Over the past ten years or so I’ve had to focus on work, work, work so that there’s been little time left for my passion: reading books.  Starting the blog was a conscious decision to move away from all of that and at long last do what I like best, creative writing, rather than compiling  endless reports, strategies and briefings, including writing a dissertation and some research stuff.  The latter was interesting though and gave me a real kick.  So I am now reverting back to becoming a bookaholic again, as I used to be in my teens, twenties and even thirties. 

There are not enough hours in the day to read everything I want to read and to muse about all the things that I want to write about.  I’ve finished my ‘Helena’s story’, ready for submission to my Creative Writing Tutor and I must say I was greatly heartened by the advice provided by the Baroque in Hackney   (a thoughtful piece of advice about writing, editing etc.).  Sometimes your first trial is the best and stories/novels don’t always improve through endless editing.  I felt my first attempt was the best, then I began to doubt myself and started cutting and pasting and chopping and adding.  Some of this was necessary.  However, I now think I’ve just got to trust what I’ve got there and submit (scary though this is).

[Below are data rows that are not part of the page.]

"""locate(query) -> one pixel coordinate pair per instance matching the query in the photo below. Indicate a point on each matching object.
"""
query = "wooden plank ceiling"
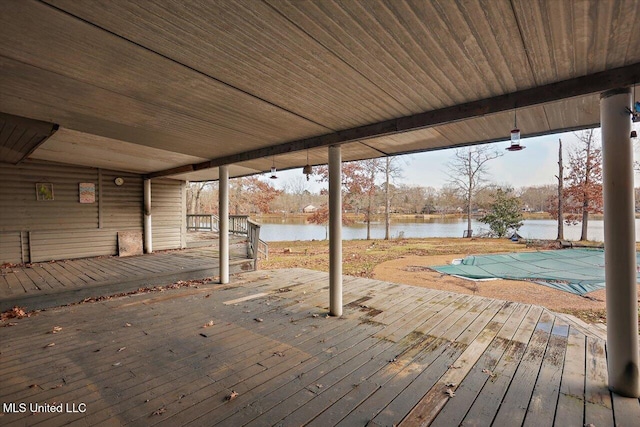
(151, 86)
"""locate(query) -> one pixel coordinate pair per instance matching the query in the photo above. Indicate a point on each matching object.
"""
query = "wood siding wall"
(167, 214)
(63, 228)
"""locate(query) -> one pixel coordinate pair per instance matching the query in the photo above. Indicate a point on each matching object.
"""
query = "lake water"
(288, 229)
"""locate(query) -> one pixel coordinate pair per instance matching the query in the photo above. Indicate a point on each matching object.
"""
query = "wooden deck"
(48, 284)
(272, 357)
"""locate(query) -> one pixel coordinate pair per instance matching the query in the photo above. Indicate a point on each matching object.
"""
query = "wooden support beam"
(585, 85)
(25, 137)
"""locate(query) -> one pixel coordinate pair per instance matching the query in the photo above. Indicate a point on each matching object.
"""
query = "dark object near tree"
(505, 214)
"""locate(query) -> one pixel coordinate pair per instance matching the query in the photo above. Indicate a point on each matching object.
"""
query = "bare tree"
(560, 177)
(583, 194)
(391, 170)
(194, 193)
(467, 173)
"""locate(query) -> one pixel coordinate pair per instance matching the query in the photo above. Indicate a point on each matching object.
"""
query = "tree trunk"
(585, 221)
(585, 200)
(387, 202)
(369, 217)
(560, 191)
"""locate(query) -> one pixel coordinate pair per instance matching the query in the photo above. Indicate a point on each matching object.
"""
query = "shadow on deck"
(51, 284)
(262, 351)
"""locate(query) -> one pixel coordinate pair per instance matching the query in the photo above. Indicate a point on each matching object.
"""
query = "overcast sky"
(535, 165)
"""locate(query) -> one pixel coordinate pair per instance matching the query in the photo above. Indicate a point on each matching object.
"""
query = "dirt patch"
(406, 261)
(413, 270)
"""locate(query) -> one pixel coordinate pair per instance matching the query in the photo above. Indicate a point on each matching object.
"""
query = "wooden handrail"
(202, 222)
(238, 224)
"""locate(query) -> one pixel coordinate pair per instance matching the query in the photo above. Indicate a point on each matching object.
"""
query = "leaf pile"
(14, 313)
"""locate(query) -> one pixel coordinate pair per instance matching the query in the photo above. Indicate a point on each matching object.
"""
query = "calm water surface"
(296, 229)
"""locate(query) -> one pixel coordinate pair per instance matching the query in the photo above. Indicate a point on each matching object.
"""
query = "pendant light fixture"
(635, 114)
(273, 169)
(307, 169)
(515, 134)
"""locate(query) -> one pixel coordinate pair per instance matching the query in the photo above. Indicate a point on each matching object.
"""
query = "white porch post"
(223, 211)
(620, 243)
(148, 231)
(335, 231)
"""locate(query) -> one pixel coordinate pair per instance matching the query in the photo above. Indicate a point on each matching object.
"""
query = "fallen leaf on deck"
(15, 312)
(159, 411)
(488, 372)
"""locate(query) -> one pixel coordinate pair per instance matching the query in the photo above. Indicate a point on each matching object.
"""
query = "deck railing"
(238, 224)
(202, 222)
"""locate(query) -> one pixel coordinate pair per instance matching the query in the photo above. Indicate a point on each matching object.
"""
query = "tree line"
(373, 188)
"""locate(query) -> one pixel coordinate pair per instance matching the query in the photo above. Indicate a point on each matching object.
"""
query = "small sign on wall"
(44, 191)
(87, 192)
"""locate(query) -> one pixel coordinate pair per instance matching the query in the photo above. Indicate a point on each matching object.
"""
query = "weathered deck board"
(570, 410)
(382, 363)
(598, 407)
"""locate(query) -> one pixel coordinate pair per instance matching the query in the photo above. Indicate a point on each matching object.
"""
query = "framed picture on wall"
(44, 191)
(87, 192)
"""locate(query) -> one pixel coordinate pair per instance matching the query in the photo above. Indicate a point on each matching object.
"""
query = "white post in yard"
(223, 228)
(335, 231)
(148, 231)
(620, 243)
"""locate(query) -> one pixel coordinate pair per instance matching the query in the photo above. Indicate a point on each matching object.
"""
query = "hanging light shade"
(515, 135)
(307, 169)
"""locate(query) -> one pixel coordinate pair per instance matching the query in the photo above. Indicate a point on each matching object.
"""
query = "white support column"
(223, 211)
(335, 231)
(620, 243)
(148, 230)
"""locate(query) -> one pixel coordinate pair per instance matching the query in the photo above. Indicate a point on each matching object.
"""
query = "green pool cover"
(578, 271)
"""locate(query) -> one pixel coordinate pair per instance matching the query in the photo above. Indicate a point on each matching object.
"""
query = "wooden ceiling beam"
(585, 85)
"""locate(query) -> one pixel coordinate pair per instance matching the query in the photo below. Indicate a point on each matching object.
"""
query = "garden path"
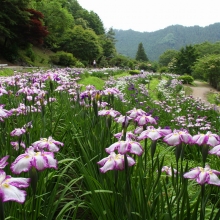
(200, 90)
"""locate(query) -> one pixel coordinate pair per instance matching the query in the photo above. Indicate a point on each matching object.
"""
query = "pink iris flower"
(144, 119)
(114, 162)
(18, 132)
(49, 143)
(177, 137)
(208, 138)
(129, 136)
(4, 113)
(168, 170)
(204, 175)
(15, 145)
(110, 112)
(154, 133)
(3, 162)
(136, 112)
(124, 147)
(215, 150)
(39, 160)
(9, 188)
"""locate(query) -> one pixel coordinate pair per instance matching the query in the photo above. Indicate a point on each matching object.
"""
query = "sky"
(153, 15)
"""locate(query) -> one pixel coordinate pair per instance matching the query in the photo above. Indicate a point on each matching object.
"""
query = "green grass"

The challenge to read 6 ‘travel books’ got me thinking about what I wanted to enter there (see previous blog) and then I found myself picking up Amin Maalouf’s Leo the African, which has been sitting on my shelf to be read for a couple of months now. It’s a great read (especially if you like ‘stories’) and really appropriate to include in the list.  So I will make some changes.  The first part of the book is about what happens to ‘Leo the African’ and his family in Spain (in the 15th century mind!)  ‘The book of Granada’ and it reminded me of a trip I made to that part of the world for work, some ten years ago.  There was a  meeting on working together on ‘sustainability in education and training’ or some such title, with representatives from across Europe, working together on a joint project (that was in the time when there still seemed to be a flush of funding for these kind of activities, not sure whether that is still the case).  Anyway, I had a flight to Malaga, arriving around 9 in the evening and had a car booked to drive to Ronda.  I had never been to this part of Spain so was not sure why the car hire agents looked questioningly at me when I said I was going to drive straight on to Ronda from the airport, even though it was late (and dark).  By the time I got in the car it was pitch black, not so bad on the first stretch but then I began to realise that the road became quite steep, with limited street lighting.  There were very few cars on the road and there were some hairpin bends as well during the constant climb, which I did notice!  I arrived in Ronda around midnight and at first had difficulty finding the hotel (and car parking space) but eventually got to my hotel room and bed.  The next morning I related to some colleagues that I had found it quite difficult driving so they laughed and said it had been just as well I had not been aware of where I was driving because I would not have been so self-assured: we were of course at the top of the mountain, the road winding its way up alongside quite steep precipes, in places without any barriers whatsoever. 

Ronda is beautiful however with the famous bridges and I greatly enjoyed my stay there, although it was only for a very few days  and most of the time was spent in meeting rooms.  We had some walks around, including a guided tour of some of the bridges, the parks and little streets and nookies and crannies.  I keep telling myself that I must go again and spend some more time there.

After Ronda some of us went on to Madrid for additional meetings.  I’d been to Madrid before, a few times in fact, but cannot claim I know my way around off the top of my head.  So when a number of us arrived, Germans, Dutch and a Norwegian we had to puzzle our way through the underground and stood debating in front of a map, realised which train to get on and ran for it.  As we got on, another group of mainly young men got on at the same time and then two of them grabbed two of my German colleagues.  We looked dumbfounded and puzzled and they all protected their pockets and bags whilst I (the only female) stood slightly aside watching what was going on.  As sudden as they had come on the train, they disappeared again, just as the door was closing: the obvious pickpocket game: whilst I stood watching what was happening, a quiet guy stood next to me and lifted my wallet out of my bag!  Fortunately, it only had cash, I kept my credit cards separately.  That was not such a nice experience, however, not typically Spanish of course as my whole bag plus contents was stolen on a separate working trip to Amsterdam some years later, whilst having dinner in a restaurant!  And that was home territory! 



  1. Amin Maalouf Website

    Have a nice visit!

  2. […] there is actually a website for Amin Maalouf – a comment was left on one of my previous blogs, from workaholic to bookaholic, when I first started writing about Leo the African.  I am halfway through the book now and it is […]

  3. The workaholic has an unhealthy addiction, a workaholic is a person who is addicted to work and his/her career. There is no commonly accepted medical definition of such a condition, although some forms of stress and obsessive-compulsive disorder can be work-related.